Coronary artery disease has been the most prevalent chronic disease over the last two decades. In Trinidad and Tobago—a small, high-income, resource-limited country the median age of presentation of, and premature death from, acute myocardial infarction is more than 12 years earlier to that in high-income, developed countries. This may be attributed to the increased risk of coronary artery disease that stem from the presence of precursors in the social environment.

Objective:

We aimed to explore the association between “social environment” and coronary artery disease in Trinidad and Tobago.

Methods:

This is a descriptive ecological study that assessed secondary data. Data were collected from multiple search engines and websites. Data on Trinidad and Tobago’s social environment were also accessed from the World Databank and the Central Intelligence Agency fact book and analyzed.

Results:

Coronary artery disease was fueled by personal choices that were influenced by the social environment (“fast food” outlets, inadequate sporting facilities, increased use of activity-saving tools [vehicles, phones, and online activities], smoking and alcohol accessibility, and social stressors [murder, family disputes, divorce, child abuse, kidnapping, and rape]).

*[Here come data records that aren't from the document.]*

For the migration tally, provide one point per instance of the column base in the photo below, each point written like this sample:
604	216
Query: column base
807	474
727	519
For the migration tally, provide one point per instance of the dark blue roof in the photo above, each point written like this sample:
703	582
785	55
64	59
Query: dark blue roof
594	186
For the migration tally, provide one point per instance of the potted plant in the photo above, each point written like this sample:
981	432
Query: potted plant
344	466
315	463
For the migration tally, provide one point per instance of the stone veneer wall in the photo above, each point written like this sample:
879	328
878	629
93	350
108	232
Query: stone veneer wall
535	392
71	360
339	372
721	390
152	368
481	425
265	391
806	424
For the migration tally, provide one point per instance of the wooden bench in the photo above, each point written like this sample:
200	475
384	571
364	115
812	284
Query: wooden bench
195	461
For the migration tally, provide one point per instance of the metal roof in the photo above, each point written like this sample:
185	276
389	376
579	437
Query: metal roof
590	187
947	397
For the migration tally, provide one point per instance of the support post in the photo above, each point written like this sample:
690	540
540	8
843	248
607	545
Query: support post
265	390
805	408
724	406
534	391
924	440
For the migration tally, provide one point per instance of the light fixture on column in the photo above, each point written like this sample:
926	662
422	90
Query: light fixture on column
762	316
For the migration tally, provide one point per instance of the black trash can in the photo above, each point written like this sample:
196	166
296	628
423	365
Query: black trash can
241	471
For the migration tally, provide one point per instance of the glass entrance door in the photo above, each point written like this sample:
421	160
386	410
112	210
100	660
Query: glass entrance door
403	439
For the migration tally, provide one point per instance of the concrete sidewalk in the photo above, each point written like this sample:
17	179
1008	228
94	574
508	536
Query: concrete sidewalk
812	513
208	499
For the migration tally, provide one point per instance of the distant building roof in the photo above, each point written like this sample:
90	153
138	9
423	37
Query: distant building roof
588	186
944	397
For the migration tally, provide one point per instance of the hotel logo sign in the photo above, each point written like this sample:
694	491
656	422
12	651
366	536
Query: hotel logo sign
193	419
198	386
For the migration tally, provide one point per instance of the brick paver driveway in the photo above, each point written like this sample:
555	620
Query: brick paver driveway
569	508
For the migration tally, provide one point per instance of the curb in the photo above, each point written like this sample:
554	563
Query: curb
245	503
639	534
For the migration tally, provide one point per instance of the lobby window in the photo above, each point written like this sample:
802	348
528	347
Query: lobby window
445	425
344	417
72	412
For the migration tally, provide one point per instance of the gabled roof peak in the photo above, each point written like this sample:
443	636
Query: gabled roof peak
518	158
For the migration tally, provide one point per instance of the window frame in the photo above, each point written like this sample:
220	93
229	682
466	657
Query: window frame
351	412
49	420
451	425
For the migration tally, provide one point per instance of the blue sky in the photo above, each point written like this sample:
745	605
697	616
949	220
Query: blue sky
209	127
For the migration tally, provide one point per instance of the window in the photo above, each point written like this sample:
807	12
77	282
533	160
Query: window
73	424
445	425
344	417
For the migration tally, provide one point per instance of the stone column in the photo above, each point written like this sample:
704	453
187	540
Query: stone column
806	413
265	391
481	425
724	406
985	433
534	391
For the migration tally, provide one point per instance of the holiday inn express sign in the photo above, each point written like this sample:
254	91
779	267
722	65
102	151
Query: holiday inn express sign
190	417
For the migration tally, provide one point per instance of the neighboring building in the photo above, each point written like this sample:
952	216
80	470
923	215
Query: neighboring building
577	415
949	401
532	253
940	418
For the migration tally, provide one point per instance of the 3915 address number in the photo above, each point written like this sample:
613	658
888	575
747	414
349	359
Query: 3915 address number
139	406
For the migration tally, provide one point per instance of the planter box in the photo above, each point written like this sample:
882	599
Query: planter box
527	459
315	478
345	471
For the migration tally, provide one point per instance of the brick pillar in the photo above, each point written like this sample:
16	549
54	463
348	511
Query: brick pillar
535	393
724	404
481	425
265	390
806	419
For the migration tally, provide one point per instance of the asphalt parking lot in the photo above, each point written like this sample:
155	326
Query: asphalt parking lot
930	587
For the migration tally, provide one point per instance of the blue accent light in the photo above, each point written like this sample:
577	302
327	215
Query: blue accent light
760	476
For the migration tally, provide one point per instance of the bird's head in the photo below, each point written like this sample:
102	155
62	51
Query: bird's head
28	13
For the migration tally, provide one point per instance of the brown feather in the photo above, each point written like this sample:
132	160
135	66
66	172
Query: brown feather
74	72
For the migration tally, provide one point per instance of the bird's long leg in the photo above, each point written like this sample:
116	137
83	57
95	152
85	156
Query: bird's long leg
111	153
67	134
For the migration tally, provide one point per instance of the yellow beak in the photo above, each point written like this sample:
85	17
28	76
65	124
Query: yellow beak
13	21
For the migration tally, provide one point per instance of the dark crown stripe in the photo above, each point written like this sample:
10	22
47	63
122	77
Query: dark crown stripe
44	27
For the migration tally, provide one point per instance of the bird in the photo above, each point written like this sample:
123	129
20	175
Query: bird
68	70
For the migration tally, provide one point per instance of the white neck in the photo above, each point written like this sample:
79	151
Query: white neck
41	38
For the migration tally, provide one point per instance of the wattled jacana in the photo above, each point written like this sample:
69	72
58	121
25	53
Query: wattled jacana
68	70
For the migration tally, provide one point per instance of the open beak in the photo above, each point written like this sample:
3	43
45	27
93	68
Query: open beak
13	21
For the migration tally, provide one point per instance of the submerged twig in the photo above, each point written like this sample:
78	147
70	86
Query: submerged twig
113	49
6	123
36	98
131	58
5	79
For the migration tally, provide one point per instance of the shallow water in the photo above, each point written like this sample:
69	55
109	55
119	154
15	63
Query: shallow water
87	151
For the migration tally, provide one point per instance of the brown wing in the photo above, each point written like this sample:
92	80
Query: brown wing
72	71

Food imports, as a percentage of merchandise imports, were at 11.42% (2015); the level of physical activity was low (<600 MET-minutes per week; 38 in 2016), and social stressors were high.

Conclusion:

The social environment has encouraged a “cardiotoxic” or “atherogenic” environment influencing behavior, eventually resulting in a continued high risk of coronary artery disease, presenting at a younger age.

Keywords: Public health, Coronary artery disease, Cardiotoxic environment, Obesogenic environment, Atherogenic environment, Social environment.